The kinetic gas equation can also be represented in the form of mass or density of the gas. It can be defined as the work needed to accelerate an object of a given mass from rest to its stated velocity.

**Derivation of the Kinetic Equation**

Kinetic energy is an uncomplicated perception with an easy equation that is easy to derive. Kinetic energy depends upon the velocity and the mass of the body. If the velocity of the body is zero then the kinetic energy will also be zero.

The pressure exerted by a gas is the total effect of the impacts of the gas molecules on the walls of the container. The expression for the pressure of a gas in terms of the molecular velocity may be derived as follows:

Consider a cube with sides* l* cm each, which contains n molecules of a gas, the mass of each molecule being m.

Let the root-mean-square velocity of the molecules be c. Due to the persuade of temperature, the gas molecules move in chance directions with a velocity ‘v.’ This may be resolved into three mutually perpendicular components u, v and w along the x, y and z-axes respectively, c and its components (which are vector quantities) are related by the expression

**c ^{2} = u^{2} + v^{2} + w^{2}**

The molecules are moving at random within the container and are colliding with each other and the walls of the container. Consider one molecule starting from the wall B and moving in a straight line perpendicularly to the wall A opposite to it, and rebounds:

- The momentum of the molecule before impact with the wall A = mu
- The momentum of the molecule after the impact with the wall A = -mu.
- Therefore, the change in momentum = mu-(-mu) = 2mu

This will be the momentum imparted to the wall by each impact.

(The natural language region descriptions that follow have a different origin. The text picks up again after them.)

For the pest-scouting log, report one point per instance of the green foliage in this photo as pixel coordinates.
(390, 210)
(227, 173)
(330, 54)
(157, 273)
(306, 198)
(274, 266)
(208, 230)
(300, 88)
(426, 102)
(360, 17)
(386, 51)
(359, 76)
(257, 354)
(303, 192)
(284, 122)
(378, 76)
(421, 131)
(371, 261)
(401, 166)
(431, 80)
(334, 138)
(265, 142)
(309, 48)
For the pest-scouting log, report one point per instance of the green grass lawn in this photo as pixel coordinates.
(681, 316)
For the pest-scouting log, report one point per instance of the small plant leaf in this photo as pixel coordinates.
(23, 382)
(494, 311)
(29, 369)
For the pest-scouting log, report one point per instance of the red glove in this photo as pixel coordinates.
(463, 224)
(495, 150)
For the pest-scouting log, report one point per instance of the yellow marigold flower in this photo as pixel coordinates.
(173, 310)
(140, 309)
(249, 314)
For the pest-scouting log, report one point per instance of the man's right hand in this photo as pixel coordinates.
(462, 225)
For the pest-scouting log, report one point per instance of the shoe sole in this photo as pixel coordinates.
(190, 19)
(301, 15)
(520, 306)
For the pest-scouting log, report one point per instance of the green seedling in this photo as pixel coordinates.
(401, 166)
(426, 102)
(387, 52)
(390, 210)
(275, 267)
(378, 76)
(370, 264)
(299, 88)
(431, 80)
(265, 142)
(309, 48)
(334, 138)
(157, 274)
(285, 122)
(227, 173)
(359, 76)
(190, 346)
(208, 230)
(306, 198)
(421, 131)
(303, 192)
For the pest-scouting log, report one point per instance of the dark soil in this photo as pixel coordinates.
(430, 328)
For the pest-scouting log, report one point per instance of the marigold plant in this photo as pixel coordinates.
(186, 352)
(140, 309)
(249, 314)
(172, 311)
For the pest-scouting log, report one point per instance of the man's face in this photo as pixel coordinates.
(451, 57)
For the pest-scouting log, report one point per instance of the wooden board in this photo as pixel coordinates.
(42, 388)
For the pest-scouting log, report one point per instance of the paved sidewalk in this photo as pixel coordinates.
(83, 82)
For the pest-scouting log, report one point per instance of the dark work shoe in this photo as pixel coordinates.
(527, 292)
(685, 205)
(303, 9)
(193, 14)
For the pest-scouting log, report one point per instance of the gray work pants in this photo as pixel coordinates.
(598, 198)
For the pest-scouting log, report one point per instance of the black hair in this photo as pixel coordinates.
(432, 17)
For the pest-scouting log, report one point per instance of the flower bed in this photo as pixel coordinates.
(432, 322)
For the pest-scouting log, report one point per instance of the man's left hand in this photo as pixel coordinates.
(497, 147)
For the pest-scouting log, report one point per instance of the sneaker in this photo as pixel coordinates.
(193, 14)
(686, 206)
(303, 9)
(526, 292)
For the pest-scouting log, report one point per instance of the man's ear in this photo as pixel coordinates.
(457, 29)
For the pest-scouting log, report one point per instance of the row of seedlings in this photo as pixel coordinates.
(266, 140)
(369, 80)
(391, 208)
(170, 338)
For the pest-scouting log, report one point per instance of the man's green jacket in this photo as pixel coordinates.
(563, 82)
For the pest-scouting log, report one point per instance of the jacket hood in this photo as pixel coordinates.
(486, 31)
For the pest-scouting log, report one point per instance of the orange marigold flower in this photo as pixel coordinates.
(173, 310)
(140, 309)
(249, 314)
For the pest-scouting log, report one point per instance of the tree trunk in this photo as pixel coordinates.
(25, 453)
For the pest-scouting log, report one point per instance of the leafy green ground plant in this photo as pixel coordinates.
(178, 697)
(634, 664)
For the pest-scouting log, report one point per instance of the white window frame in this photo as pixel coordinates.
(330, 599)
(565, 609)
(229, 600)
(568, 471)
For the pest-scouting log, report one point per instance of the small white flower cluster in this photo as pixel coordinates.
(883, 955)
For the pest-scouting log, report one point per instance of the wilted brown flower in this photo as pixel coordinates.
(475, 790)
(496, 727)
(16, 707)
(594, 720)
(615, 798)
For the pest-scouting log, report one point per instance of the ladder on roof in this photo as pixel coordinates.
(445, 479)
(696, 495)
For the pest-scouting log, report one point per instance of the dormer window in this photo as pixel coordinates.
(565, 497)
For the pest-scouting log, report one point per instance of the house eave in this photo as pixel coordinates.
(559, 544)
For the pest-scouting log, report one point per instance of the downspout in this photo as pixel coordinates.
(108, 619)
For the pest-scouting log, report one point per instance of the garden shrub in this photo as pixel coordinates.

Before the molecule can strike the wall A again it has to travel a distance 2*l *to the face B and back.

- The time required to travel from A to B and back to A = 2
*l*/*u* - Hence the number of impacts on the wall A by one molecule in one second will be u/2
*1*

The total change in momentum per second for one molecule due to impacts with wall A = 2mu.u/2*l* = mu^{2}/*l*

As the number of molecules is n the total change of momentum in one second for all the molecules = mnu^{2}/*l*

The rate of change of momentum is equal to the force on the wall A. Hence force is given by:

**f = mnu ^{2}/l**

An experiment shows that the force exerted on the walls is the same for all the walls. Hence the velocities resolved along three axes must be equal. i.e.

u^{2} + v^{2} + w^{2} = c^{2} = 3u^{2}

or, u^{2} = c^{2}/3

therefore, force = f = mnc^{2}/3*l*

Dividing both sides by *l ^{2}* one obtains,

**f/ l^{2} = mnc^{2}/3l^{3}**

But, f/*l ^{2}* is force per area, which is equal to the pressure, P, and

*l*is the volume, V, of the container cube,

^{3}Hence P = mnc^{2}/3V

**PV = 1/3 mnc ^{2}**

This is the kinetic equation for gases. Although the above deduction has been made for a cubical vessel the equation is valid for a vessel of any shape as the vessel can be divided into a large number of small tubes for each of which this equation is valid.

We use this equation to estimate the root mean square velocity of gas molecules at any given temperature and pressure.